2004 Committee Charter : DRE

(Effective January 28, 2004)
Purpose and Composition

The Committee on Corporate Governance ("Committee") shall be a standing committee of the Board of Directors ("Board"). The Committee shall consist of a minimum of three and maximum of five members who qualify as "independent directors" according to the criteria set forth in this Charter. The Board may, at any time, remove one or more directors as members of the Committee and may fill any vacancy on the Committee. The Committee shall have the following responsibilities:

Duties and Responsibilities

Corporate Governance

(1) Recommend to the Board amendments to the Articles of Incorporation and By-laws

(2) Develop and recommend to the Board a set of corporate governance principles applicable to the Company, including:

(a) The structure, charter, practices and policies of the Board of Directors, including but not limited to:

  • size of the Board

  • retirement age

  • new director orientation

  • criteria for membership

  • diversity of membership

  • stock ownership guidelines

  • schedule of meetings and review of agenda

  • independence of outside directors

  • mix of management and independent directors

  • conflict of interest issues

  • other affiliations of the CEO

    (b) The structure and charter of Board committees

    (3) Regularly canvass individual directors for their opinion on Board effectiveness

    (4) Serve as the primary resource for the Board in evaluating issues of corporate governance

    Board Governance and Composition

    (5) Recommend criteria for membership on the Board, including age, expertise, business experience, character, and other board memberships of the candidate

    (6) Identify, review the qualifications of and recommend to the Board nominees for election as members of the Board of Directors, consist with criteria approved by the Board

    (7) If determined by the Committee to be reasonably advisable, retain and terminate any search firm to be used, at the Company's expense, to identify director candidates, including the sole authority to approve the search firm's fees and other retention terms

    Board Committees

    (8) Recommend to the Board policy regarding rotation of committee members and chairs

    (9) Recommend to the Board, in accordance with Board policy:

  • committee member qualifications

  • committee member appointment and removal

  • appointment of committee chairs

  • rotation of committee members

  • frequency of meetings

    Annual Evaluation and Monitoring of Board/ Committee Performance

    (10) Recommend a process for annual evaluation of Board performance and oversee such evaluation

    (11) Monitor and liaison with the Board on any director qualifications or resignation issues, including but not limited to:

  • change in professional affiliations or status

  • performance

    (12) Recommend a process for annual assessment of the Committee

    Annual Assessment and Monitoring of Chairman/ CEO Performance

    (13) Recommend a process for annual assessment of Chairman/ CEO Performance

    (14) Provide policy and practice oversight with regard to the annual assessment process for Chairman/ CEO

    (15) Monitor and liaise with the Board on Chairman/ CEO qualifications or resignation issues, including but not limited to:

  • change in other affiliations of the Chairman/ CEO

  • providing policy and practice oversight with regard to succession planning


    (16) Undertake from time to time additional activities within the scope of the Committee's charter, as it may deem appropriate, or as may be delegated to the Committee by the full Board pursuant to applicable Indiana law.


    The Committee shall normally hold three to five meetings each year in order to accomplish the aforementioned duties and responsibilities.
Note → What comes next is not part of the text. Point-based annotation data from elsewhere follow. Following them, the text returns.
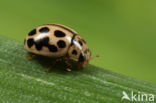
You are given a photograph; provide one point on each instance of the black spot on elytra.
(80, 43)
(59, 33)
(33, 32)
(74, 52)
(44, 30)
(41, 42)
(82, 58)
(30, 42)
(52, 48)
(61, 44)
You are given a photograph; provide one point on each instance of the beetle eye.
(82, 58)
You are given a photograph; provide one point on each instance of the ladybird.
(58, 41)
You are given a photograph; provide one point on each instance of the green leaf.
(26, 81)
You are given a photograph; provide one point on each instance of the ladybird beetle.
(58, 41)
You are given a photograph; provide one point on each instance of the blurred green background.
(122, 32)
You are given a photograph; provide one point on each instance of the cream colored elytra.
(55, 41)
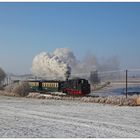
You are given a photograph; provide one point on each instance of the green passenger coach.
(48, 86)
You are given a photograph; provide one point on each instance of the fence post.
(126, 83)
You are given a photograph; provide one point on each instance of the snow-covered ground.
(27, 117)
(118, 89)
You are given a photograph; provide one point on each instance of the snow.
(28, 117)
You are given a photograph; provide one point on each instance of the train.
(76, 86)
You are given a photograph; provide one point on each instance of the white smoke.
(63, 61)
(49, 66)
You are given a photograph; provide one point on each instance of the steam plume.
(63, 61)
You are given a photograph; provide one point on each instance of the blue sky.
(104, 29)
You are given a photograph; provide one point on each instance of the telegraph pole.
(126, 83)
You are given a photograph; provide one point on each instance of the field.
(27, 117)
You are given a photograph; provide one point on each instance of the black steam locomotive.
(70, 87)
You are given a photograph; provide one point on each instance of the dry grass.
(114, 100)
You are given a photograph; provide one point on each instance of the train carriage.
(70, 87)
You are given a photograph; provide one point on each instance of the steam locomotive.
(70, 87)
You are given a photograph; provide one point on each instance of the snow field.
(28, 117)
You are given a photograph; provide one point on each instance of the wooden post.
(126, 83)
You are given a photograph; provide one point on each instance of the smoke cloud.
(63, 60)
(49, 66)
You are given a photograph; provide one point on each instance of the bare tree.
(2, 76)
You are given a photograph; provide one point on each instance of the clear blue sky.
(105, 29)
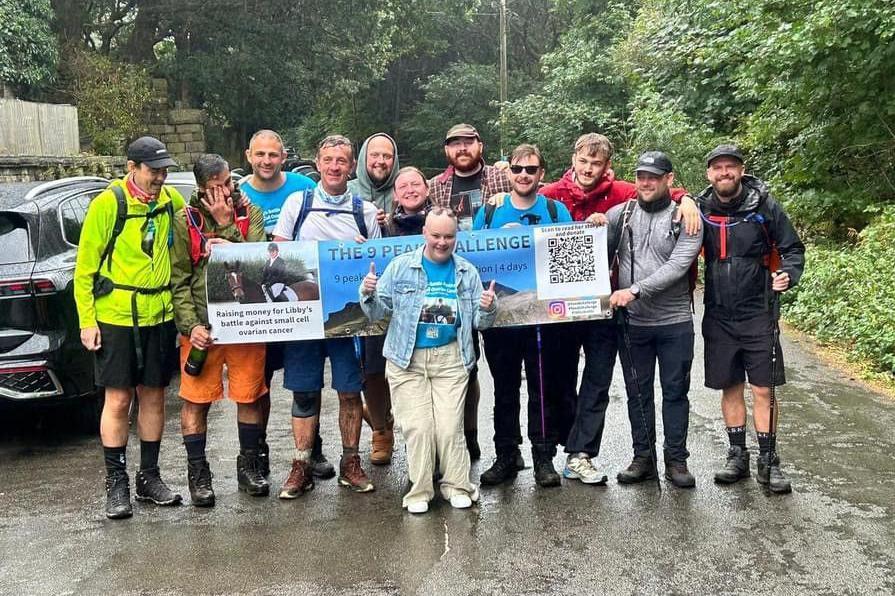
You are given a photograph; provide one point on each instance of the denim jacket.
(400, 293)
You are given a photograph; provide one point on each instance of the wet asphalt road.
(834, 535)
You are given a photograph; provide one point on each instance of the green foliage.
(27, 45)
(847, 295)
(111, 98)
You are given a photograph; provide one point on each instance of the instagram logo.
(556, 309)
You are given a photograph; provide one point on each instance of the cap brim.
(163, 162)
(651, 170)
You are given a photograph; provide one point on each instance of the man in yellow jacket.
(121, 287)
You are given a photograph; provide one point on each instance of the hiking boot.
(641, 469)
(118, 496)
(264, 458)
(382, 445)
(248, 474)
(677, 472)
(299, 481)
(352, 475)
(545, 473)
(198, 477)
(504, 468)
(735, 468)
(769, 474)
(580, 467)
(151, 488)
(472, 444)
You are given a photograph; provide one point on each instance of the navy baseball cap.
(654, 162)
(150, 151)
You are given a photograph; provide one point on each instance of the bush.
(847, 295)
(111, 97)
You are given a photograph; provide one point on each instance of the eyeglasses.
(530, 170)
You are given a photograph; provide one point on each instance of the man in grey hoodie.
(377, 169)
(654, 259)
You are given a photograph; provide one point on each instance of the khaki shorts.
(245, 374)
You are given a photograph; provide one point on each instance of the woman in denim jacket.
(435, 299)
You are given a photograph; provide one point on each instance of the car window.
(14, 244)
(71, 215)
The Committee's Chair or Chairman of the Board may call additional meetings as needed. Appropriate officers of the Company shall provide staff support to the Committee. The Committee may form and delegate authority to subcommittees when appropriate.

    Director Candidates Recommended by Security Holders

    In recommending nominees to for election as members of the Board of Directors, the Committee will consider nominees recommended by bona fide holders of the Company's common stock so long as the recommendation is submitted within the timeframe required to request a proposal to be included in the proxy materials or otherwise in accordance with procedures established by the Committee from time to time. The Committee may, in its sole discretion, reject any such recommendation for any reason.

    Determination of Independence

    In determining whether a director, in his or her capacity as such or as a member of a committee of the Board, is independent, the Committee shall consider, in addition to any tests of independence set forth in the Company's Articles of Incorporation (the "Articles"), established by the Securities and Exchange Commission or the New York Stock Exchange, or otherwise required by law, whether the director, either individually or through his or her Affiliates (as defined in the Articles), has any significant business relationships with the Company that would interfere with the exercise of the director's independent judgment. If such a relationship exists, then the director would not be deemed to be independent, and thus would not count as one of the Company's independent directors. The director also would not be eligible for nomination for membership on a Board committee as an independent director, and would be removed from any such committee on which the director is already serving.